6. Enfin, il résulte de ce qui a été dit au point 4 ci-dessus que la délivrance et la révocation des renseignements tarifaires contraignants concourent à la détermination des droits de douanes et constituent, dès lors, des " affaires de douane ", au sens de l'article 357 bis précité du code des douanes.
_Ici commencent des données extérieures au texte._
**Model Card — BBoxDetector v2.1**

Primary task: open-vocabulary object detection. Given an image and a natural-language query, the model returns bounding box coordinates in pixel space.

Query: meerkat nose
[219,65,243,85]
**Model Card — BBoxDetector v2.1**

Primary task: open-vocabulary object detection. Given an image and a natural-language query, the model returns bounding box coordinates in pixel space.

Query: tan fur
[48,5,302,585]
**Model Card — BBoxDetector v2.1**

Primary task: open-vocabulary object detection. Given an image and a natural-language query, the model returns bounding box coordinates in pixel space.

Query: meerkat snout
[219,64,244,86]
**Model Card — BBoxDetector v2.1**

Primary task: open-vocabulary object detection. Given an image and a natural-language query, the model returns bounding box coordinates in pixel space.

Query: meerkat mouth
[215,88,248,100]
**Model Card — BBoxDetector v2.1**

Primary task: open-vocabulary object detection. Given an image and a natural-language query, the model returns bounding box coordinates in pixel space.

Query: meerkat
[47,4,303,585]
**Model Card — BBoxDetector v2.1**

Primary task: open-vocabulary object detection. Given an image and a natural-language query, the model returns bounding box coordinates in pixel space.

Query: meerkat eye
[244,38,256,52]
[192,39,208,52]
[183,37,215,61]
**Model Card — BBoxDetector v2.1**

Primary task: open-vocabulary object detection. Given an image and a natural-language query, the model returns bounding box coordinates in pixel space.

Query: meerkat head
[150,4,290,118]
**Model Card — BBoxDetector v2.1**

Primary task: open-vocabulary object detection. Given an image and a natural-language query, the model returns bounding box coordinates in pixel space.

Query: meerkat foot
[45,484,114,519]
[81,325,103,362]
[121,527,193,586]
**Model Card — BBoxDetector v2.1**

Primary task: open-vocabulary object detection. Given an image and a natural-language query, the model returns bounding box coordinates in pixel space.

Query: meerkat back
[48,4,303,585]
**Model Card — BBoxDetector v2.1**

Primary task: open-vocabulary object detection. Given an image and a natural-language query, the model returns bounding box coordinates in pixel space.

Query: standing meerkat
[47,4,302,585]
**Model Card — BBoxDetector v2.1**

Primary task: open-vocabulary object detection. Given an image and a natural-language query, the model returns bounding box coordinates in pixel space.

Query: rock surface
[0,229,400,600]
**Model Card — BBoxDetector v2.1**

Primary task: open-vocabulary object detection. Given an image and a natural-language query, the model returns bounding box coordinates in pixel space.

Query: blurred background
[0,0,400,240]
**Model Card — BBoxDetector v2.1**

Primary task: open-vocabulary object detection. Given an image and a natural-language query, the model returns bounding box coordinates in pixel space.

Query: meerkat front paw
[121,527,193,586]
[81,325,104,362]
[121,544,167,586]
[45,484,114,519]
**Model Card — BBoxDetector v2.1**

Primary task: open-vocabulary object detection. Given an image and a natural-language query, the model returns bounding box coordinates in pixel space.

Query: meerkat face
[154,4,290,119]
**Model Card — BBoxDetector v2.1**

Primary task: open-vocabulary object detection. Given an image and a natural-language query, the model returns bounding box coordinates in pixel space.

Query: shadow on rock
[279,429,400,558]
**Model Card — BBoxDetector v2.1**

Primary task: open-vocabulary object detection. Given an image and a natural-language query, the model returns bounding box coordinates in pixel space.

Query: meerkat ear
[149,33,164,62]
Par suite, la cour n'a commis ni erreur de droit ni erreur de qualification juridique des faits en jugeant que la contestation formée par la société Highlands Technologies à l'encontre de la décision du 18 octobre 2012 révoquant les décisions du 25 juillet 2012 valant renseignements tarifaires contraignants relevait de la compétence de la juridiction judiciaire.

7. Il résulte de ce qui précède que la société Highlands Technologies n'est pas fondée à demander l'annulation de l'arrêt attaqué ni, par suite, qu'une somme soit mise à la charge de l'Etat au titre de l'article L. 761-1 du code de justice administrative. Il n'y a pas lieu, dans les circonstances de l'espèce, de mettre à sa charge le versement d'une somme au titre de l'article L. 761-1 du code de justice administrative.

D E C I D E :

--------------

Article 1er : Le pourvoi de la société Highlands Technologies est rejeté.

Articles 2 : Les conclusions présentées par l'Etat au titre de l'article L. 761-1 du code de justice administrative sont rejetées.

Article 3 : La présente décision sera notifiée à la Sociétés Highlands Technologies et au ministre de l'action et des comptes publics.


Synthèse
Formation : 9ème - 10ème chambres réunies
Numéro d'arrêt : 396396
Date de la décision : 22/12/2017
Type d'affaire : Administrative
Type de recours : Plein contentieux

Analyses

17-03-01-02-03 COMPÉTENCE. RÉPARTITION DES COMPÉTENCES ENTRE LES DEUX ORDRES DE JURIDICTION. COMPÉTENCE DÉTERMINÉE PAR DES TEXTES SPÉCIAUX. ATTRIBUTIONS LÉGALES DE COMPÉTENCE AU PROFIT DES JURIDICTIONS JUDICIAIRES. COMPÉTENCE DES JURIDICTIONS JUDICIAIRES EN MATIÈRE FISCALE ET PARAFISCALE. - CONTESTATIONS RELATIVES À L'ASSIETTE ET AU RECOUVREMENT DES DROITS DE DOUANE (ART. 357 BIS DU CODE DES DOUANES) [RJ1] - NOTION - CONTESTATION DIRIGÉE CONTRE UNE DÉCISION DE RÉVOCATION D'UNE DÉCISION VALANT RENSEIGNEMENT TARIFAIRE CONTRAIGNANT - INCLUSION.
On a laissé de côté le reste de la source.